Scranton, Pa., May Bundle Union Settlement, Parking Debt

Scranton, Pa., may finance its $31.5 million settlement with police and fire unions with a refunding of some of its $50 million stranded parking authority debt, officials said Friday.

Bundling such a transaction, which would include the use of debt-service reserve funds, could save on interest and also mark a major step toward restoring a bond rating for the city, city business Administrator David Bulzoni said in a conference call from City Hall that included Mayor Bill Courtright and other city leaders.

"We don't have a final offer rate, but we are looking at a blended rate that's below 6%," Bulzoni told reporters. Courtright, upon taking office two years ago, rejected borrowing at 12% for an unrated city that has been a capital markets pariah since 2012.

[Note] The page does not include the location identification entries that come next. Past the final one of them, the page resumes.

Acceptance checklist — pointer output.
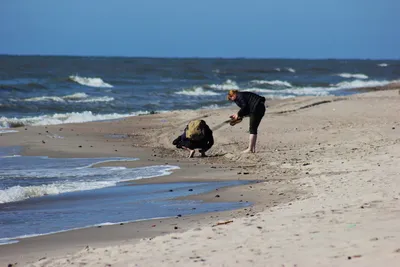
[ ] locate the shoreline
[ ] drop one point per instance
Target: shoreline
(316, 159)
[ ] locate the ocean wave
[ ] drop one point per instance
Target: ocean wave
(356, 76)
(77, 98)
(75, 179)
(361, 84)
(87, 81)
(227, 85)
(7, 131)
(276, 82)
(291, 70)
(73, 117)
(197, 91)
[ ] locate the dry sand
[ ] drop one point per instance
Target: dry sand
(327, 194)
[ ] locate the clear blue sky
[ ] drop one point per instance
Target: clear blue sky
(202, 28)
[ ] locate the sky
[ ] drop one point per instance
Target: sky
(312, 29)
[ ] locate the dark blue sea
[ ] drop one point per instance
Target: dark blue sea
(38, 90)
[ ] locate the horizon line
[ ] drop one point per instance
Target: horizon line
(193, 57)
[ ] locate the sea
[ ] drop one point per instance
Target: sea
(42, 195)
(44, 90)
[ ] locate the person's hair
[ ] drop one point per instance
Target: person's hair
(232, 93)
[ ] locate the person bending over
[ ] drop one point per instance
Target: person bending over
(251, 105)
(196, 135)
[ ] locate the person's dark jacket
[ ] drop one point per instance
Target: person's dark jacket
(248, 102)
(205, 144)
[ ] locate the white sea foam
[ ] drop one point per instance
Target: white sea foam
(291, 70)
(77, 98)
(7, 131)
(360, 84)
(197, 91)
(227, 85)
(73, 117)
(75, 179)
(275, 82)
(13, 240)
(87, 81)
(356, 76)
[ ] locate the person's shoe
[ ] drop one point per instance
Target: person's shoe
(247, 151)
(233, 122)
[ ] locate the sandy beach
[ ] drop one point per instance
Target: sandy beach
(326, 193)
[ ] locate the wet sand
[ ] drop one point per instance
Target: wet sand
(327, 193)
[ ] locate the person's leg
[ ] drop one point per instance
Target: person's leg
(188, 145)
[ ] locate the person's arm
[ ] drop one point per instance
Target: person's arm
(210, 139)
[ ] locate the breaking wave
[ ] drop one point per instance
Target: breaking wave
(92, 82)
(77, 98)
(72, 117)
(356, 76)
(197, 91)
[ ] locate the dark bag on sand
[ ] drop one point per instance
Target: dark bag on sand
(195, 130)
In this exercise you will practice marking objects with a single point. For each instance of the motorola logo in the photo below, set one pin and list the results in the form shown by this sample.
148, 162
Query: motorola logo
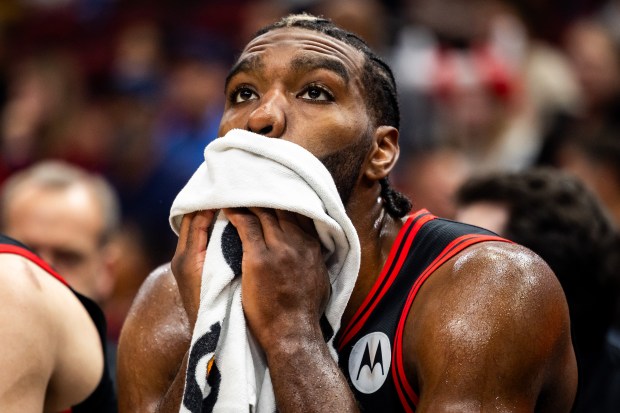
369, 362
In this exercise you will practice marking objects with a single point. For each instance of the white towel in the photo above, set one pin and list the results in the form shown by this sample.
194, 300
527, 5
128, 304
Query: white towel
244, 169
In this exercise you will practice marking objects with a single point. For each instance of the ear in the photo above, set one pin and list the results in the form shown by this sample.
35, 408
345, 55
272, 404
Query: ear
384, 153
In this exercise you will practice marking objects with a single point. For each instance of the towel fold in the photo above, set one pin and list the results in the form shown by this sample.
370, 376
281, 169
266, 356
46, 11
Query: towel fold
226, 370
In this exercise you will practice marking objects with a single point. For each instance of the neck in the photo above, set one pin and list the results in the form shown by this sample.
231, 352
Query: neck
377, 231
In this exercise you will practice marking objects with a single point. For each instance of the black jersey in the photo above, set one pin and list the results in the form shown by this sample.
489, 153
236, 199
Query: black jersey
370, 346
103, 399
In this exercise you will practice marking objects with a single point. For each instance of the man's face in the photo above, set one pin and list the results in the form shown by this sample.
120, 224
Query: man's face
304, 87
64, 227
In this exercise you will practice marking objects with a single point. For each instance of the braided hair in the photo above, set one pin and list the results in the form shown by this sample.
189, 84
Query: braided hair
379, 90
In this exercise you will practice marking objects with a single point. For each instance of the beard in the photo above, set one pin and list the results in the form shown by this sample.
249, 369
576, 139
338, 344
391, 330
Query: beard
345, 164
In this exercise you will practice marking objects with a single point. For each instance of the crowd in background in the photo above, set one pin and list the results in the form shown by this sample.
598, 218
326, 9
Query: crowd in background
133, 90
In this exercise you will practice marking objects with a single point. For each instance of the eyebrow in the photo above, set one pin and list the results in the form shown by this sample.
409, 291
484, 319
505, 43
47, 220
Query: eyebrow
307, 63
249, 64
300, 63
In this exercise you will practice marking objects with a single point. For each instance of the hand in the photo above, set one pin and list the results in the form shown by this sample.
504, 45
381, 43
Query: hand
285, 284
189, 259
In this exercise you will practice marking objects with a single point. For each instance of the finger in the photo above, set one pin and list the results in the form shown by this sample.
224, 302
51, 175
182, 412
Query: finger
269, 223
184, 231
288, 218
197, 236
248, 226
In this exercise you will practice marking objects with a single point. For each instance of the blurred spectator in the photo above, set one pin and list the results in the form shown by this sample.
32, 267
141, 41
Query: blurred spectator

Earlier this week, Courtright announced the union settlement, which includes back pay the city owes retirees under a 2011 state Supreme Court ruling that said the city could not cut benefits based on its status as a distressed city. The $31.5 million includes active interest and a combined $1.6 million deposit into the pension funds, split equally.

The City Council must approve the settlement and Scranton must finance it by June 30.

"To put it bluntly, without reaching a solid resolution to this issue, concluding some of our other major initiatives this year, from stabilizing and modernizing the parking authority to restoring financial health and sound management to our pensions, would have been challenged," said Courtright, who succeeded Chris Doherty in January 2014.

The city, he said, also achieved a further $3.6 million in concessions.

Scranton's struggles come amid heightened focus nationally on the unfunded liability of pension and other-post-employment-benefit plans, or OPEBs.

The Manhattan Institute for Policy Research estimated the public-sector pension shortfall at more than $1 trillion. According to Moody's Investors Service, market volatility points to more escalating pension-related debt this year that could wipe out investment returns made in 2013 and 2014.

Scranton, the 76,000-population seat of Lackawanna County in northeast Pennsylvania and the setting for the U.S. version of the television show "The Office," has been working to restore credibility in the capital markets ever since the City Council voted in June 2012 to default on a $1 million bond payment to the parking authority amid a political dispute.

The city since repaid the $1 million, but the parking authority stranded debt remains.

So does the black mark.

"We've had problems getting financing, even tax anticipation note debt, given the city's history," said Bulzoni. "The parking default was absolutely debilitating. That's a hangover that doesn't go away overnight."

Bulzoni said that the city and one of its financial advisors, Public Financial Management Inc. of Philadelphia, expects to have "very detailed discussions" with rating agencies later in the year about getting its bond rating restored.

"I think time is the biggest thing," said Alan Schankel, a managing director with Janney Capital Markets in Philadelphia. "But if they can finance it while refunding some of the parking debt, then that's a plus for them. They have new leadership and they're taking some of the right steps, which the rating agencies will take into consideration, but it will be a while before they get an investment-grade rating."

State Auditor Eugene DePasquale called Scranton's pension plans "severely distressed" and warned the city could go bankrupt within two years. Its non-uniformed pension plan was 23% funded as of January 2013, while firefighter and police plans were 16.7% and 28.8% funded, respectively.

"We never should have been in this situation in the first place," Courtright said in a clear swipe at Doherty. Had Doherty's administration settled by the June 30, 2013, said Courtright, the city could have saved $3.7 million, or about two years of debt service.

According to Courtright, the city was able to negotiate out the interest payment to retirees, saving $3.6 million, or more than 10% over its payout for back pay.

"To provide critical relief to our pension funds, we negotiated the retirees' payment to be a part of this deal, not out of the pension funds themselves," he said. "Had we not been able to negotiate this key deal point, the pension fund's actuary wrote that the alternative result 'would have been devastating to the pension plans.' "

Negotiating down the interest rate from 6% to 3%, starting when Courtright took office, enabled the city to make the deposits into the pension funds, split equally between fire and police. Without the settlement, the court would have imposed the 65%/

"[This will] help defray the long term liability we are working every day to reduce," the mayor said.

A third-party administrator will manage the city funds. A specialist physician with no union or administration ties will make final determinations on disability pensions. In addition, changes negotiated last year into the fire contract, which sought to rein in cost-of-living adjustments for disability pensioners, will be added to the police contract.

DePasquale last year called out Scranton for a double-dipping fiasco in which 35 employees benefited from an early-retirement incentive that began in 2002, with no authorization or city ordinance to support the payouts.